From the Honorable Don Nickles:

“We are experiencing a major renaissance in the domestic oil and gas industry, Mr. Chairman.  The International Energy Agency predicts that the U.S. will be the world’s number one producer of oil by 2015. In 2013 we reduced our imports of oil by 15 percent and of natural gas by 32 percent.  Our exports of refined products have increased 60 percent since 2010 and we are now the world’s largest combined producer of oil and natural gas.

“When the President first proposed his energy tax increases in 2009, the domestic oil and gas industry was investing $232 billion.  Last year the industry invested $322 billion, a 40 percent increase.  This industry is the shining light in our otherwise lackluster economy, but if the President’s proposals had been enacted that amazing growth would have been threatened.”

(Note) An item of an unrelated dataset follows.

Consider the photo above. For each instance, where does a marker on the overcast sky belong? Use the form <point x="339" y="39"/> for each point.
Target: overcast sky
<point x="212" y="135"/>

Unfortunately, the current Administration has made repeated calls to repeal certain tax provisions that support the continued health and output of America’s independent oil and gas producers. One of these provisions is the Intangible Drilling Cost (IDC) deduction, a century-old provision that enables America’s independents to deduct certain non-salvageable costs – similar to deductions provided to technology companies for research and development costs or farmers for fertilizer. In turn, this deduction helps to ensure producers are able to continue investing in oil and gas production here in the United States, reinvesting on average 150 percent of their cash flow into new production, while affording the high capital cost of energy development.  As Nickles points out in his testimony, “IDC’s are the ordinary and necessary business expenses of this industry” and changes to how these items are deducted over time could have a dramatic impact on America’s energy resurgence.

Oil and gas development is supporting thousands of American jobs, while enhancing our energy security and economy alike. Yet as IPAA and other representatives of America’s independent oil and gas producers – companies who produce roughly 56 percent of American oil and more than 85 percent of American natural gas — wrote in a joint letter in December 2013, “these positive trends could all be put at risk if tax reform limits independent producers’ access to capital and cost recovery mechanisms.”

The IDC deduction, percentage depletion, and passive loss exception are all critical tax provisions for America’s small independent oil and gas companies. Tax reform is no simple task, but ensuring the future of fair and appropriate tax provisions that support domestic oil and gas development is critical to not only to the future of American energy development but for the economy and small businesses alike.

As this debate continues, IPAA will continue to provide the facts on this critical topic.